Al principio, era fácil culparlos a ellos. Los observaba desde la distancia, convencida de que su rigidez era el veneno; que sus cuevas, selladas por el miedo al mañana, eran prisiones que ellos mismos habían construido. Los veía amontonarse en su camada, asfixiándose en un lenguaje que solo ellos entendían, cerrando las grietas para que nadie —especialmente yo— pudiera profanar su quietud.
Pero el tiempo es un juez implacable. El viento, ese que no pide permiso, terminó por barrer la niebla de mi soberbia. Y en la claridad desnuda de la soledad, surgió la pregunta que me heló la sangre: ¿Era yo la verdadera extraña? ¿Fueron ellos quienes cerraron la puerta, o fui yo quien, con mis silencios y mis juicios, levanté el muro antes de que pudiera alcanzarme? ¿Fui yo quien apartó las manos de quienes, alguna vez, intentaron elegirme?
La historia se convirtió en un eco, una repetición agotada de rostros distintos con el mismo final.
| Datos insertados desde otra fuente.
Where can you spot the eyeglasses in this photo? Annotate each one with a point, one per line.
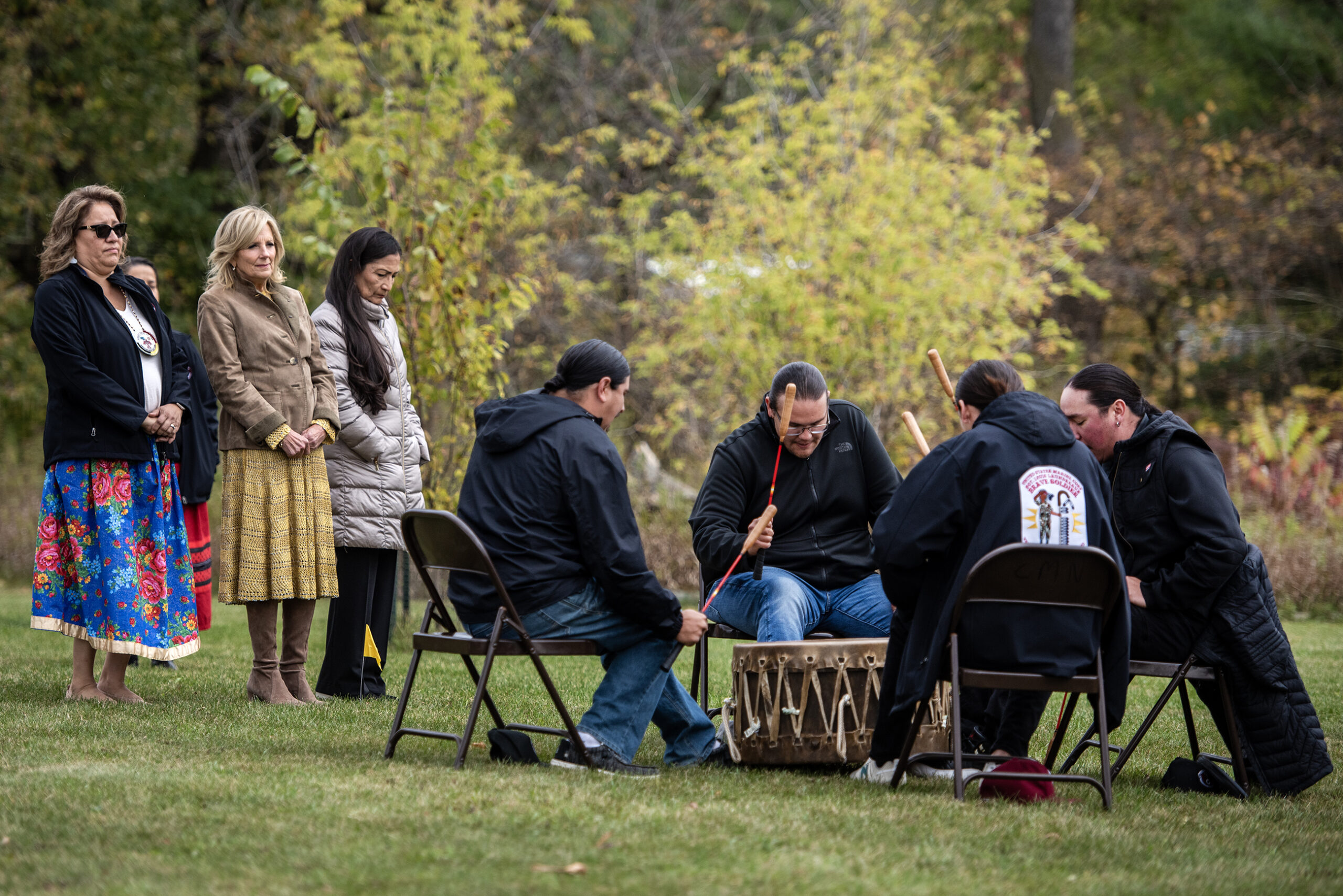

Cambié de piel, cambié de hábitos, libré guerras sangrientas por un palmo de tierra donde echar raíces, pero el resultado fue siempre el mismo: nadie supo elegirme sin que le temblara el pulso. Nunca fui la primera opción, solo una posibilidad que se diluiría ante la duda.
Hoy camino sin rumbo, con el peso de un destino que ya no peleo. La fe se me escapó entre los dedos como arena seca; ya no sé si queda algo divino en este cielo mudo. Busco una falla en mi sistema, un error genético, un temblor que sacuda los cimientos de mi alma y me obliga, por fin, a transformarme en algo que no duela tanto. Me entierro en mi propio silencio. Dejó de escuchar el ruido del mundo y cerró los ojos ante el sol. Ya no hay lucha, solo la lucidez amarga de comprender que, gota a gota, me estoy desvaneciendo hasta volverme invisible.